Des lois qui visent à restreindre ou carrément empêcher les discussions en classe sur des sujets jugés « clivants » comme le racisme, l’identité de genre ou certains pans de l’histoire du pays ont été introduites depuis le début de l’année dans des dizaines d’États américains.

La situation inquiète au plus haut point Jonathan Friedman, de PEN America, qui voit dans ce « blitz » législatif orchestré par des élus républicains une grave menace à la liberté universitaire et à la liberté d’expression.

« Ces lois ont déjà un effet inhibiteur dans les écoles et les universités. On parle de donner le pouvoir aux États de dicter ce qui peut et ce qui ne peut pas être enseigné et de punir les enseignants qui refusent de se conformer », souligne le représentant de l’organisation, qui regroupe de nombreux écrivains et journalistes.

Dans un rapport paru cette semaine, les chercheurs de PEN America soulignent qu’au total, 54 projets de loi « bâillons » visant le monde de l’éducation ont été déposés dans 24 États entre juin et septembre 2021. Une dizaine sont déjà entrés en vigueur.

Certains textes sont pointus et visent à interdire l’utilisation de matériel bien précis, visant par exemple la série balado 1619 du New York Times, qui explore l’importance de l’esclavage dans le développement des États-Unis.
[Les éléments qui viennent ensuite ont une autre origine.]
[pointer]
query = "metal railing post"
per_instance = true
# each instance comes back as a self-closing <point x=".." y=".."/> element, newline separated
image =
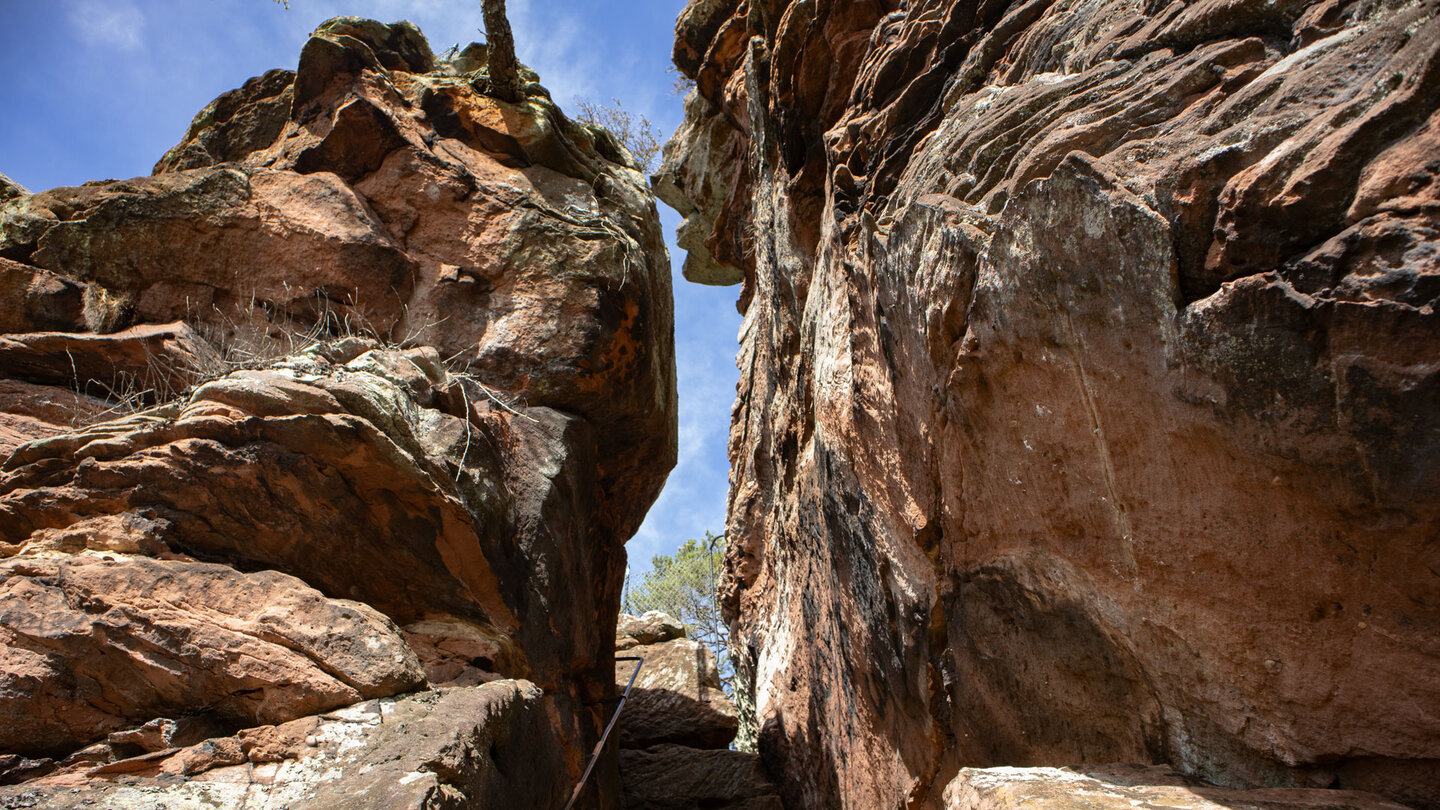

D’autres utilisent un langage beaucoup plus vague pour empêcher les discussions sur des sujets jugés sensibles par les législateurs. Ils paraissent susceptibles, au dire de PEN America, d’affecter « de manière disproportionnée » le droit à la liberté d’expression des femmes, des membres de minorités visibles et des personnes LGTBQ+ travaillant en enseignement ou en formation professionnelle.

Lois générant de l’incertitude

Selon le rapport, la plupart des projets de loi recensés s’inspirent largement d’un décret signé en septembre 2020 par l’ex-président américain Donald Trump qui avait officiellement pour objectif de « combattre les stéréotypes de race et de sexe » en matière de formation dans la fonction publique et dans l’armée.

Le texte précisait plusieurs « concepts clivants » à interdire, par exemple l’idée que « les États-Unis sont fondamentalement racistes ou sexistes » ou encore qu’un individu est responsable, en raison de « sa race ou de son sexe », des « actions passées » d’autres membres du même groupe.

Le décret, qui a suscité une vive controverse, a été bloqué partiellement par un juge fédéral à la fin de 2020 et formellement annulé par le président Joe Biden à son entrée en fonction au début de l’année.

Comme il devait aussi s’appliquer aux institutions traitant avec le gouvernement, des établissements d’enseignement comme l’Université d’Iowa ont retiré des formations sur la diversité, de crainte de voir leur budget amputé.

M. Friedman note que les lois recensées dans le rapport vont plus loin que l’initiative de l’ex-président en prenant directement pour cibles les établissements d’enseignement, tant au primaire et au secondaire qu’à l’université.

Dans bien des cas, dit-il, les mécanismes prévus pour assurer leur conformité idéologique et les sanctionner au besoin sont mal définis, laissant les administrateurs dans l’incertitude.

Bien qu’elles semblent contrevenir à des dispositions fondamentales de la Constitution américaine, M. Friedman pense qu’il ne peut être exclu que certaines des lois résistent à l’examen des tribunaux.

La question se pose notamment au primaire et au secondaire, puisque les États ont depuis longtemps « un certain pouvoir pour établir le curriculum », qui est actuellement mal balisé par la jurisprudence, relève le porte-parole.

« Droit fondamental » en danger

L’introduction de ces lois par le camp républicain survient alors que le débat sur la liberté d’expression et la liberté universitaire dans les écoles et les campus américains gagne encore en intensité. La pression vient tant de groupes disant vouloir lutter contre la discrimination que de groupes opposés voulant freiner ce qu’ils décrivent comme la stigmatisation à outrance de la majorité blanche au pays.

M. Friedman note que PEN America a déjà consacré plusieurs rapports à ces tensions et tente de faire valoir aux deux camps qui s’affrontent qu’il y a « moyen d’être en désaccord ».

La liberté d’expression est un droit fondamental. On ne peut pas avoir des sociétés qui tentent de le passer au bulldozer tout en croyant que ça ne se fera pas à leur propre péril.

Jonathan Friedman, de PEN America

Le congédiement d’un enseignant survenant à cause de lois restrictives et un autre résultant de plaintes d’élèves sont tous deux « préoccupants » pour la liberté d’expression, mais le premier paraît plus dangereux, dit-il.

« Les batailles culturelles dans lesquelles des gens tentent d’en amener d’autres à se conformer à leur point de vue représentent tout de même une menace moindre que le danger associé au fait de donner à l’État le pouvoir de trancher », conclut M. Friedman.